Tous les habitants de ces maisons particulières écoutaient en même temps la même retransmission. Je fus pris de cette angoisse … Aujourd’hui ce sont les informations qui jouent ce rôle par la manière dont elles sont choisies et présentées, par la répétition constante des mêmes formules et surtout par la force suggestive concentrée dans les titres et les manchettes.

 

Le mot de suggestion est utilisé à la même époque par Julius Evola dans l’Homme au milieu des ruines. Le monde moderne et sa puissance suggestive… Sega c’est plus fort que toi.

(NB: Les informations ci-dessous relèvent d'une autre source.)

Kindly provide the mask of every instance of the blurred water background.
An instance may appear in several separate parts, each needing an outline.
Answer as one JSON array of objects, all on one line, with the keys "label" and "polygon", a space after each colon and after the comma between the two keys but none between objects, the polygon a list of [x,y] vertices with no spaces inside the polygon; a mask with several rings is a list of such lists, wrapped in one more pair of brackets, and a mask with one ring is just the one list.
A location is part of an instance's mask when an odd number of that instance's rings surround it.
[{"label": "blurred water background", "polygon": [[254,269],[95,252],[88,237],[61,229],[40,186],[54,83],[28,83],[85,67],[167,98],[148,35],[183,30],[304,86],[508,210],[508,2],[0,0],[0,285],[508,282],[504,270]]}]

De Man souligne l’entropie intellectuelle généralisée liée à la recherche bien sûr du plus petit dénominateur commun :

 

Les pauvres essaient comme par le passé d’imiter les riches ; mais, étant donné que les riches eux-mêmes deviennent sans cesse plus vulgaires, ce résultat final ne s’en ramène pas moins à un progrès généralisé de la vulgarité… Le défaut de contact personnel entre les entreprises industrielles et une masse de consommateurs anonymes accroît encore la tendance à viser plutôt trop bas que trop haut en cherchant à aller, par principe, aussi loin que possible dans le sens supposé du goût de la couche inférieure.

 

Un peu à la manière de Céline dans son Voyage, De Man plonge dans une vision vertigineuse de la nullité de la vie moderne :

 

L’expression sociologique de cette vérité est le sentiment de nullité qui s’empare de l’homme d’aujourd’hui lorsqu’il comprend quelle est sa solitude, son abandon, son impuissance en présence des forces anonymes qui poussent l’énorme machine sociale vers un but inconnu. Déracinés, déshumanisés, dispersés, les hommes de notre époque se trouvent, comme la terre dans l’univers copernicien, arrachés à leur axe et, de ce fait, privés de leur équilibre.

 

 

Henri de Man, l’ère des masses. Traduit par M. Delmas.